Wiseman to thank for guiding me to Dr. Redan 7 yrs ago when I was in a
world of hurt and terribly afraid of my future. With 13 abdominal
surgeries under my belt (no pun intended); 3 C-sections (2 preemies), 1
apendectomy, 1 tubal pregnancy, 1 hysto, and 7 lysis of adhesions
surgeries (2 laperotomies and 5 lap's)the last being done by Dr. Redan
in 2001, I'm wondering...how many is too many surgeries? A recent visit
to my local GYN to disuss my concerns about possible recurring
adhesional problems was deeply disapointing. Though he had trained with
Dr. Harry Reich (who with Dr. Redan performed my last lap) and had
performed countless surgeries, my GYN strongly advised against another
surgery. Instead, he referred me to a gastro specialist and wished me
good luck. This wasn't what I expected or wanted to hear! And the idea
that I would have to wait for a bowel obstruction to deal with symptoms
that I believe could be related to recurring adhesions, was just not
acceptable to me. On top of all the surgeries, I've suffered with
severe Intersticial Cystitis the past 10 yrs. When I left NY August 22,
2001, Dr.'s Redan and Reich gave me hope that I wouldn't have to endure
year after year of surgeries.

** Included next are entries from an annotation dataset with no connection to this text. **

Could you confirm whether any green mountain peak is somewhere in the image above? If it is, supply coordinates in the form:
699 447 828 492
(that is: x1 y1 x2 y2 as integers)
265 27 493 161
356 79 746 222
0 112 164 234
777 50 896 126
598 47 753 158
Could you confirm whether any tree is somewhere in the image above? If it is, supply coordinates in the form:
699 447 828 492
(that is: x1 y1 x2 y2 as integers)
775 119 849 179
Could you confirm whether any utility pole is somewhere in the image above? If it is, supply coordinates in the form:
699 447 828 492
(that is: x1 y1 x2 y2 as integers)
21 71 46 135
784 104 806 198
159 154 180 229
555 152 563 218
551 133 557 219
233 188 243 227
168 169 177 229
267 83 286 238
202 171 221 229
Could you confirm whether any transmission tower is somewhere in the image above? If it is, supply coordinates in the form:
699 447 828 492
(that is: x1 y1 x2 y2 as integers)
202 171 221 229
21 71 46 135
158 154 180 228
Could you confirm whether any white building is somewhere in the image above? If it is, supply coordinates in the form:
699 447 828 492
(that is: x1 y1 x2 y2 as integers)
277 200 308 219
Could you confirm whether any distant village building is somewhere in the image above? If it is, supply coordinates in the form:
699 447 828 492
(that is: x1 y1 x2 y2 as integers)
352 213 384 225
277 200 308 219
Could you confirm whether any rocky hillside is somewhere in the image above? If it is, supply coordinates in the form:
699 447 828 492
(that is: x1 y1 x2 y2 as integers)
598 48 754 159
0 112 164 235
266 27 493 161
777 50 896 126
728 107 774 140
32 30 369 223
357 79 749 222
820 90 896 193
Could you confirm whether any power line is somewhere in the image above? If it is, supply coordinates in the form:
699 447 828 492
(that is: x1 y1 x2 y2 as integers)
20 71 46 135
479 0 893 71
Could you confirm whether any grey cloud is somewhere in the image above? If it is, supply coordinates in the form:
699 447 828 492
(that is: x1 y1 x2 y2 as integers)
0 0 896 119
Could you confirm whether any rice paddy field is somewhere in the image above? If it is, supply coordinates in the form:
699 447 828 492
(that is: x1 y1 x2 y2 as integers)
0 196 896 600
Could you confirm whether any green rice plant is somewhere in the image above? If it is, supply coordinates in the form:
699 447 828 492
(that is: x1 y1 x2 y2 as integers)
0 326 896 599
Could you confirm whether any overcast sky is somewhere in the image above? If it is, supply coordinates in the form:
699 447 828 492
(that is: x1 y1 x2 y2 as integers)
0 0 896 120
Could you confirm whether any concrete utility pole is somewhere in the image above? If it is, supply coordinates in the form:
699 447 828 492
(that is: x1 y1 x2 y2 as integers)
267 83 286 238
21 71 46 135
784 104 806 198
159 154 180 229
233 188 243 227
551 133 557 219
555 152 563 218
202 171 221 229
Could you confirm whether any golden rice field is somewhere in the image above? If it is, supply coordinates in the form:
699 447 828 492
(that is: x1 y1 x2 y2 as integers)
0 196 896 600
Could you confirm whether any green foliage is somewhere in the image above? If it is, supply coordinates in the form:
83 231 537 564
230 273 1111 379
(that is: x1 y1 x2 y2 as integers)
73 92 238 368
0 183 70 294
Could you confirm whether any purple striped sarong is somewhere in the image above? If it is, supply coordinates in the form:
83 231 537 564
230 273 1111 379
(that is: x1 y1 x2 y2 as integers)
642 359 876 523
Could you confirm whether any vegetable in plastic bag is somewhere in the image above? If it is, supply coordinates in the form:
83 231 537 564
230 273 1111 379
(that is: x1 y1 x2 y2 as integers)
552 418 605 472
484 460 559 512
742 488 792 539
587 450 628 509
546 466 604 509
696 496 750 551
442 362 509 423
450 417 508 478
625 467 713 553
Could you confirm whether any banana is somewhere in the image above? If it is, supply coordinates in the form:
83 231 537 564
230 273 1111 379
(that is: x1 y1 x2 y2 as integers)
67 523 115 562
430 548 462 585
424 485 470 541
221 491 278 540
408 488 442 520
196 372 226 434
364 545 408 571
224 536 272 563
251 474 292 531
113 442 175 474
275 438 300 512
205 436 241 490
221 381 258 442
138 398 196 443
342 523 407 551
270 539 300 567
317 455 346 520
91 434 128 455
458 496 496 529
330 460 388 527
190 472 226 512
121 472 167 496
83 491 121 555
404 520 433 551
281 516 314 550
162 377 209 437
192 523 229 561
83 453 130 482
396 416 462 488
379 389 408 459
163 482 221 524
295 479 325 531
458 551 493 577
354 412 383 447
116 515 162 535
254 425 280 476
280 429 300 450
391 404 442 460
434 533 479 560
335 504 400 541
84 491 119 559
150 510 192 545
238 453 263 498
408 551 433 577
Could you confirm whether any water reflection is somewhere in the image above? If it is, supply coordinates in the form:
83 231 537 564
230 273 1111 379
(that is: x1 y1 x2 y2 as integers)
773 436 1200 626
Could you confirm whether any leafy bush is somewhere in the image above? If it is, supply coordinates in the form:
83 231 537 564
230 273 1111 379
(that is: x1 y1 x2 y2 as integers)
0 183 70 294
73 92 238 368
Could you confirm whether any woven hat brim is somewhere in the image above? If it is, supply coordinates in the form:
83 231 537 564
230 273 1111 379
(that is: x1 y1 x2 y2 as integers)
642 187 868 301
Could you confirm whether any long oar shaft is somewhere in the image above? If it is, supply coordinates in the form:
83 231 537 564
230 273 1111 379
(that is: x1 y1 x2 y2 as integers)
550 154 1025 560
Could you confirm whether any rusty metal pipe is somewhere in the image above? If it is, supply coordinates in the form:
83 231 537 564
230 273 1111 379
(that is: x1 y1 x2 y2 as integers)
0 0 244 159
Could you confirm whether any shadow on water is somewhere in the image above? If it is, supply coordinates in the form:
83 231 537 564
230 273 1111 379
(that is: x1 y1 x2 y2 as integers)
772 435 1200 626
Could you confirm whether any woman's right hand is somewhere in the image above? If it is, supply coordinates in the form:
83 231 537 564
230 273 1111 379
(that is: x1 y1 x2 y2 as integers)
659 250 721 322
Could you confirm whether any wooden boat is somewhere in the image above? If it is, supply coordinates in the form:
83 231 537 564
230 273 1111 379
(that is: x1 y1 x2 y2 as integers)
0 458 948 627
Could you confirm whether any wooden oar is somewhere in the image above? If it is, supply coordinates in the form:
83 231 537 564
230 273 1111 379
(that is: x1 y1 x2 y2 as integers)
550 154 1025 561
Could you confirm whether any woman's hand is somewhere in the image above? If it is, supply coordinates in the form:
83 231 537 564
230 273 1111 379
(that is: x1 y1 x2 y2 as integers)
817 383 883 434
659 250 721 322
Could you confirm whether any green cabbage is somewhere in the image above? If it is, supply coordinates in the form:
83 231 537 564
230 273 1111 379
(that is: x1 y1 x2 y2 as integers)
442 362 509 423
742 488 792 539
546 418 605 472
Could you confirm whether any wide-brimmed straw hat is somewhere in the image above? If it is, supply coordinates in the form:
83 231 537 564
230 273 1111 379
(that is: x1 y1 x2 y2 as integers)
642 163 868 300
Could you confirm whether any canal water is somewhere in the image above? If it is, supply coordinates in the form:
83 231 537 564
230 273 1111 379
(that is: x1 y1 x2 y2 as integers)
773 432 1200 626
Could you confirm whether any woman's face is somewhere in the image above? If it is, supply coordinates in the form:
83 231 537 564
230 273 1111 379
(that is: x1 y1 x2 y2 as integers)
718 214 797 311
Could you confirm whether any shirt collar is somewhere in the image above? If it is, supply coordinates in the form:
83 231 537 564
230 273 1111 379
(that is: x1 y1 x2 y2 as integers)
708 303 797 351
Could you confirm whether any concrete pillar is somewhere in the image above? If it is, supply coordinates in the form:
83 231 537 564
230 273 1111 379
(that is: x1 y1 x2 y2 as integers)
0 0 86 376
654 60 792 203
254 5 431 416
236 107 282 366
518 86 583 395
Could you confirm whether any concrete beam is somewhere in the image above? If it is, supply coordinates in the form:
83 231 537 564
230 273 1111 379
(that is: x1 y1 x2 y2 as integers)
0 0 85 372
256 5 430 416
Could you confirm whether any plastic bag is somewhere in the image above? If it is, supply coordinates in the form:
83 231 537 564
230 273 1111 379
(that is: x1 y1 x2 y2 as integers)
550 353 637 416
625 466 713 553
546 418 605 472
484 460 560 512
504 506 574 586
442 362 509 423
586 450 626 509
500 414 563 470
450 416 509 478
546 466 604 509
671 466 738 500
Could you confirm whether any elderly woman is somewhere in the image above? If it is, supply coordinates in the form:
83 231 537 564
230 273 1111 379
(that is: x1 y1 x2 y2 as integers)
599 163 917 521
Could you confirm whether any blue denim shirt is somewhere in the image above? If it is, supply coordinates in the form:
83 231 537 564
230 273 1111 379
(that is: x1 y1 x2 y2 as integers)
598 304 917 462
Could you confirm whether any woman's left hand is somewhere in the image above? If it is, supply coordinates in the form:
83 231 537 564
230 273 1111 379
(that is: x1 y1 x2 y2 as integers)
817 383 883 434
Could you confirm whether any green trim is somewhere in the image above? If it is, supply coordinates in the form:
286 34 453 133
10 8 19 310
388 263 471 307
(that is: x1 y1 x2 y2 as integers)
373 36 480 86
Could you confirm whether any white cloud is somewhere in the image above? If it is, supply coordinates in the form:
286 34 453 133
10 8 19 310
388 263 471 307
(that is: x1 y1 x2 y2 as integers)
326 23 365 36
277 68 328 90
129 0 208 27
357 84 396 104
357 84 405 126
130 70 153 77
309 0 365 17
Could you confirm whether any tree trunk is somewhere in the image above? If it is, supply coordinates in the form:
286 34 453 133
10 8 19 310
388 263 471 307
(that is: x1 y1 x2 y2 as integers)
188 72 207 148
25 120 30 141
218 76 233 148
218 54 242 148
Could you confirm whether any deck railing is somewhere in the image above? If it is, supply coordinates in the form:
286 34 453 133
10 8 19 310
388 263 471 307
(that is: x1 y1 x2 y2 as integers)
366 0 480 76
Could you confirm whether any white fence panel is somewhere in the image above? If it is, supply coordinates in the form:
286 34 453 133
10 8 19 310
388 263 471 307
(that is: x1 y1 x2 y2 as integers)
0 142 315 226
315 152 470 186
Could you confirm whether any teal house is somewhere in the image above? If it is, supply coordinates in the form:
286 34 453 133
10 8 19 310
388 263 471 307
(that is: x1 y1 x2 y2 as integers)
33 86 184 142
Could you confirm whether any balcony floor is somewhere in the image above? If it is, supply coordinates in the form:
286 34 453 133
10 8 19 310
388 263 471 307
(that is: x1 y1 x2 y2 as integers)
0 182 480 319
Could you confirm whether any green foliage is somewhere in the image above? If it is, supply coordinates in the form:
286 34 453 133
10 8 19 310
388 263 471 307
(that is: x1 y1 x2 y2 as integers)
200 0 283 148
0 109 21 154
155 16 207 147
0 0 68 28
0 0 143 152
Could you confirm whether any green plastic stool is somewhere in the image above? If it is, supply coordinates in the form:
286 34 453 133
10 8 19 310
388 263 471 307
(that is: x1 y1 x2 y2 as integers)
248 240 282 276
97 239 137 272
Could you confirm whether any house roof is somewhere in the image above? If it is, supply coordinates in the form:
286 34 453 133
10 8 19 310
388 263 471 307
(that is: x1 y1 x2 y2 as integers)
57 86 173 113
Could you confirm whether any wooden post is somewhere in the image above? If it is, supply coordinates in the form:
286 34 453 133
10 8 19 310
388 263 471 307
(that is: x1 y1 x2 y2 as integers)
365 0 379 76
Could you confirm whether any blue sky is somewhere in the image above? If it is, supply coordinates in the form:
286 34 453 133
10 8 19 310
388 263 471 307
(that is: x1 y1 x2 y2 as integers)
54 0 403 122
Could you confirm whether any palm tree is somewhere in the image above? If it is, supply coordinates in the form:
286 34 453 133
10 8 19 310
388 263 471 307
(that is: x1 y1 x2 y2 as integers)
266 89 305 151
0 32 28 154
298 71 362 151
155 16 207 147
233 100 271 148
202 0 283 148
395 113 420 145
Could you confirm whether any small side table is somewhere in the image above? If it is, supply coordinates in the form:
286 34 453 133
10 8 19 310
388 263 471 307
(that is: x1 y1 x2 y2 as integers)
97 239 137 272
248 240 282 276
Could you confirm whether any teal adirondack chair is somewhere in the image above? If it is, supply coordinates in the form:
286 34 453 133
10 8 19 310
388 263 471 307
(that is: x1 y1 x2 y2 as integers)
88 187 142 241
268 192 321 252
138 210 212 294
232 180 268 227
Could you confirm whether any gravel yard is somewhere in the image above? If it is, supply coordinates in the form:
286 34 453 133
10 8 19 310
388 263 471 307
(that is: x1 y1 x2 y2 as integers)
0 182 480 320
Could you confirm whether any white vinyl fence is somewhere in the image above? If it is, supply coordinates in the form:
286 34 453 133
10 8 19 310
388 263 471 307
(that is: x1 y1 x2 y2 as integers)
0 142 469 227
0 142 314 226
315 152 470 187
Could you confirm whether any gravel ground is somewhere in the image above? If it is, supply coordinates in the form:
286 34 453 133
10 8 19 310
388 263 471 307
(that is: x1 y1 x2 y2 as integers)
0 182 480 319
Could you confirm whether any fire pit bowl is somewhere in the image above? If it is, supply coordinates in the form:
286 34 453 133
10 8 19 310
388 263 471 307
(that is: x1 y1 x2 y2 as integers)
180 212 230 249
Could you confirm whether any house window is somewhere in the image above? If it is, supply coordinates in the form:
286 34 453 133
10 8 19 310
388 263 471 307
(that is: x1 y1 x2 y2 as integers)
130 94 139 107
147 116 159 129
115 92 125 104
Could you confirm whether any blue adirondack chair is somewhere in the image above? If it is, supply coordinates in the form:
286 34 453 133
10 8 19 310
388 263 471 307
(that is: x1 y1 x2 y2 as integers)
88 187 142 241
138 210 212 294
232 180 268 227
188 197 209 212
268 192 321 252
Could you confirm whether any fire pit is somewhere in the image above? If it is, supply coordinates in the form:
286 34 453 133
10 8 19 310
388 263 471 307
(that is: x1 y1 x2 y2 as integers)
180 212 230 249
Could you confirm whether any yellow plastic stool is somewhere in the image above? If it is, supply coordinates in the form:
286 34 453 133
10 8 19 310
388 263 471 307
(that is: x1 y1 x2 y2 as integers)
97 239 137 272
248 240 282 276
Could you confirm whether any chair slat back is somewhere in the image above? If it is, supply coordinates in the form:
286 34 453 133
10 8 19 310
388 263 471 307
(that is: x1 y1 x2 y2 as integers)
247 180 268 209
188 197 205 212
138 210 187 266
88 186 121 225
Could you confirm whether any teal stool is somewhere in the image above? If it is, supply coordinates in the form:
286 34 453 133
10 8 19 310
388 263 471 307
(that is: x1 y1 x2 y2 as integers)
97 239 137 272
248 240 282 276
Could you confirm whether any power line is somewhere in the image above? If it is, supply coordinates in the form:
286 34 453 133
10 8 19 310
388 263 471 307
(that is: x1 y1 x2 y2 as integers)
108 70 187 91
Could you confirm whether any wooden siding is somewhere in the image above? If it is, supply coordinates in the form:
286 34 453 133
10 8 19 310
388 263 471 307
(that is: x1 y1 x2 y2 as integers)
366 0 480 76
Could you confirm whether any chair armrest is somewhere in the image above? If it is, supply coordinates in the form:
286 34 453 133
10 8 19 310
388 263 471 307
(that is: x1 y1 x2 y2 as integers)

I've had 7 yrs since my last lap. Thank
God! Before that, I was having a surgery about every 9-12 months. I
understand that the more surgery's you have, the higher your chances of
recurring adhesions. But the fact is, Dr. Redan has given me 7 more
years than I had expected. And told me that I had 80% chance they would
not return. Unfortunately, the past year and a half I've experienced
significant signs that they have returned. And to be honest, I'm scared
to death of another surgery. But I also, don't want to wait for an
emergency surgery either. I recently remarried, have an incredible
husband, delightful Autistic 15 1/2 step-son, 3 wonderful healthy adult
children and 4 amazing grandbabies. Life for me should be hopeful and
full of life. Instead, I'm spending most of it layed up in bed crying
with unrelenting pain. Even the pain meds do not offer me the relief I
long for. Is it unrealistic to expect that yet another lap surgery
could significantly improve my quality of life and minimize future
surgeries? Any thoughts? Feel free to email me. I've been fighting the
thought of another surgery for the last 1 1/2 yrs. I'm praying God will
give me wisdom and guidance so that I can take action. Doing nothing,
accomplishes nothing. Sorry for the long post. Guess I needed to vent.